Tuesday, April 19, 2016
An Absolute Importance
Zen and the Art of Lost and Found
There is an absolute importance of sorting through the truth of our real experience and it is so essential to our well being (at all levels - mentally, emotionally and spiritually) that the loss of this truth to our mythical defensive delusions almost always is expressed sooner or later in some form of grave illness.
Have you ever noticed: Why You Are Afraid When You Are … it is different than when you notice: Why You Think You Are Afraid After The Fear Has Passed … when I really stopped and looked at this one while I was still in the midst of my fear … I noticed I Could Not Discern The Truth. The truth was out there … in the jumble of my reality but I had lost sight of it … somehow.
What I also had noticed as I sorted through certain variations on a theme on my life was I had lost sight of the truth of it for sometime … more importantly … I was really not too sure what it would look like if it came up and bit me. This observation I found fascinating … something akin to the look on the moose’s face just before the train hits.
Oh I knew it was there … some place … but I could not determine what it was or what had really happened to me, or for that matter … who really did it … there I was hung in this limbo land … not knowing and not being able to see clearly what it was that I was being told was the truth … I could not see ... I had no idea what I was looking at.
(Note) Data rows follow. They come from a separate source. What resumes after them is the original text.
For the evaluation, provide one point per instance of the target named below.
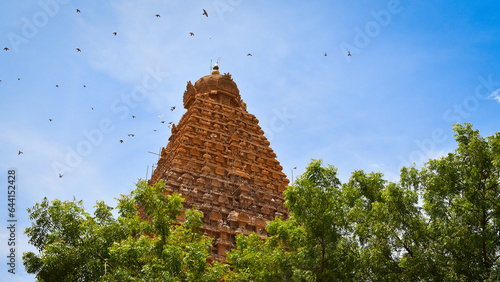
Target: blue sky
(416, 68)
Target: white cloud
(495, 95)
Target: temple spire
(216, 69)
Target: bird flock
(79, 50)
(114, 33)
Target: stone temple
(219, 160)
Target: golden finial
(216, 69)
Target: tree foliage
(439, 222)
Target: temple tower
(220, 161)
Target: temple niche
(220, 161)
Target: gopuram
(219, 160)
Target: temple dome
(217, 86)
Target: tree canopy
(76, 246)
(439, 222)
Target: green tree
(312, 245)
(144, 243)
(461, 199)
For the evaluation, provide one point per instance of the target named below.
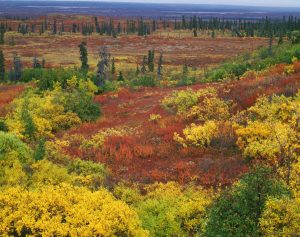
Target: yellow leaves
(281, 217)
(66, 211)
(170, 210)
(47, 116)
(198, 135)
(210, 108)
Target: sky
(267, 3)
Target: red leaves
(7, 94)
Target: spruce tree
(18, 68)
(83, 56)
(120, 77)
(2, 32)
(151, 60)
(103, 66)
(143, 69)
(113, 66)
(2, 66)
(159, 66)
(137, 71)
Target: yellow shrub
(47, 117)
(198, 135)
(66, 211)
(281, 218)
(154, 117)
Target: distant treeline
(265, 27)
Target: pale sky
(267, 3)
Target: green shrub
(237, 212)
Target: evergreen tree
(83, 56)
(270, 45)
(120, 77)
(2, 32)
(103, 66)
(16, 74)
(27, 120)
(195, 32)
(159, 66)
(143, 69)
(119, 29)
(213, 34)
(43, 63)
(54, 30)
(151, 60)
(185, 69)
(97, 25)
(113, 67)
(2, 66)
(137, 71)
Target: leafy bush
(65, 210)
(258, 61)
(148, 81)
(197, 135)
(237, 212)
(281, 217)
(169, 210)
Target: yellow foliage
(170, 210)
(47, 116)
(198, 135)
(66, 211)
(210, 108)
(154, 117)
(281, 218)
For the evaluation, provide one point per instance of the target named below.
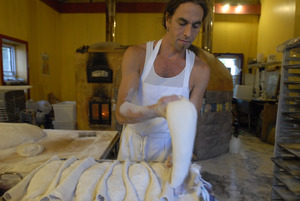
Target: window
(8, 57)
(233, 63)
(13, 61)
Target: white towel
(102, 186)
(86, 187)
(131, 194)
(42, 179)
(18, 191)
(115, 185)
(154, 189)
(57, 177)
(66, 188)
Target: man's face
(185, 24)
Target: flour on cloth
(115, 185)
(14, 134)
(42, 179)
(101, 193)
(86, 187)
(131, 194)
(154, 188)
(86, 180)
(17, 192)
(57, 177)
(67, 186)
(182, 122)
(29, 149)
(139, 177)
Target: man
(156, 73)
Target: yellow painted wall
(76, 30)
(59, 35)
(133, 28)
(276, 25)
(36, 23)
(236, 34)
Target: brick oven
(98, 76)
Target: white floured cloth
(115, 181)
(66, 188)
(18, 191)
(150, 140)
(88, 181)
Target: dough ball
(29, 149)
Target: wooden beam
(138, 7)
(99, 7)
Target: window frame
(240, 57)
(13, 71)
(7, 40)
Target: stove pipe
(208, 27)
(110, 20)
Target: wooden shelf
(263, 64)
(14, 87)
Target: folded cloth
(42, 179)
(86, 187)
(57, 177)
(18, 191)
(139, 177)
(131, 194)
(66, 188)
(102, 186)
(154, 189)
(115, 185)
(192, 189)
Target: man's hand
(162, 103)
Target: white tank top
(152, 87)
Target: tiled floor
(245, 176)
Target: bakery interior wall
(59, 35)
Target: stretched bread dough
(29, 149)
(115, 184)
(182, 122)
(86, 187)
(42, 179)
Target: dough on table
(139, 177)
(29, 149)
(182, 122)
(115, 184)
(14, 134)
(42, 179)
(86, 187)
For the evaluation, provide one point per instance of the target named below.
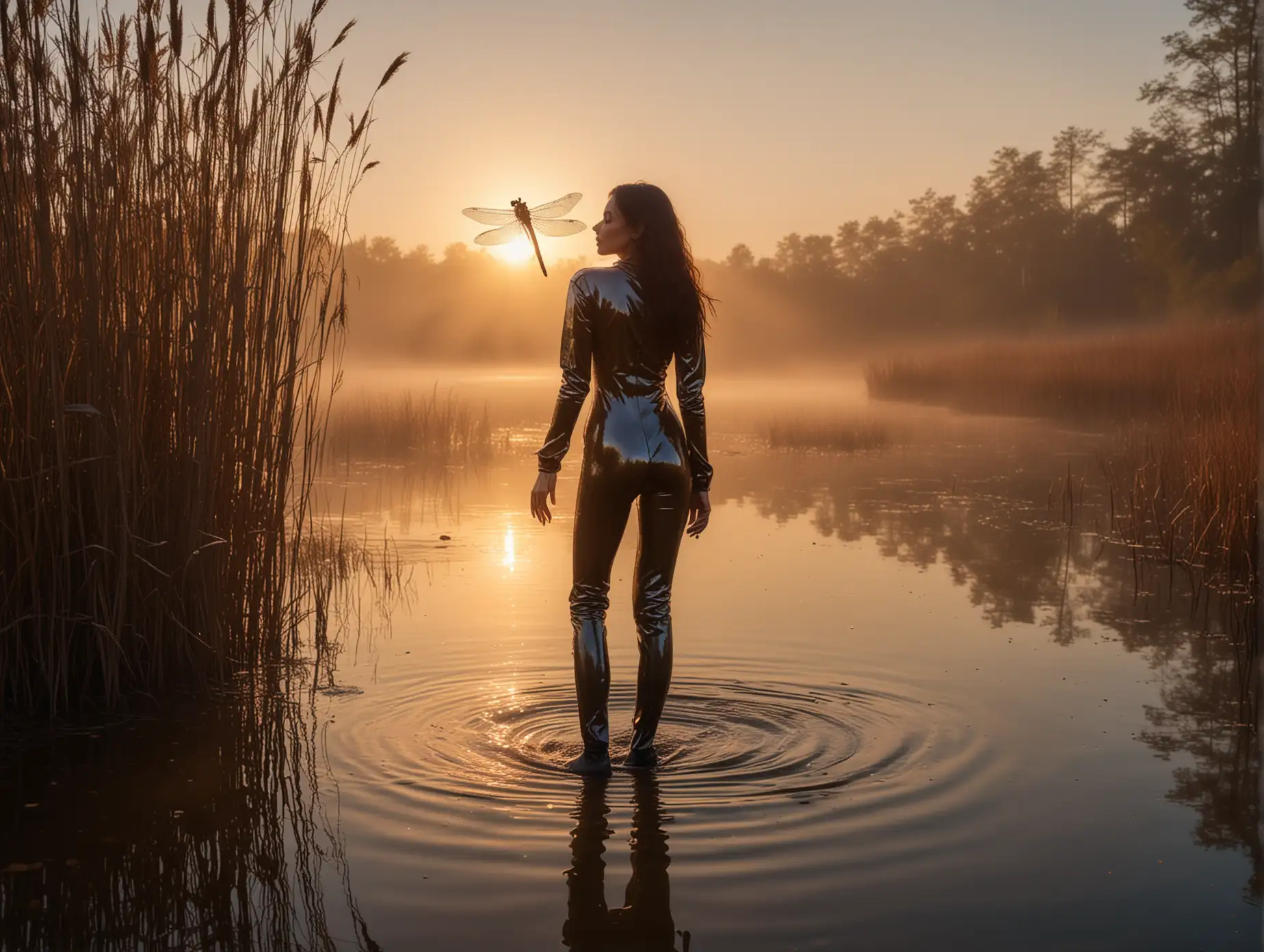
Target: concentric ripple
(721, 743)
Oh I could see all the superficial things … houses and people and things … but I had senses that were running a muck trying to see between the lines … it simply did not make sense to me … and I had no one to turn to … because … I had also noticed that everyone else who was seemingly sharing this experience with me could not agree either … with me or each other … on what the hell it was that we were experiencing.
Trying to discuss this with people … be that family members or not … made for interesting discussions that often as not turned into flat out arguments and fights.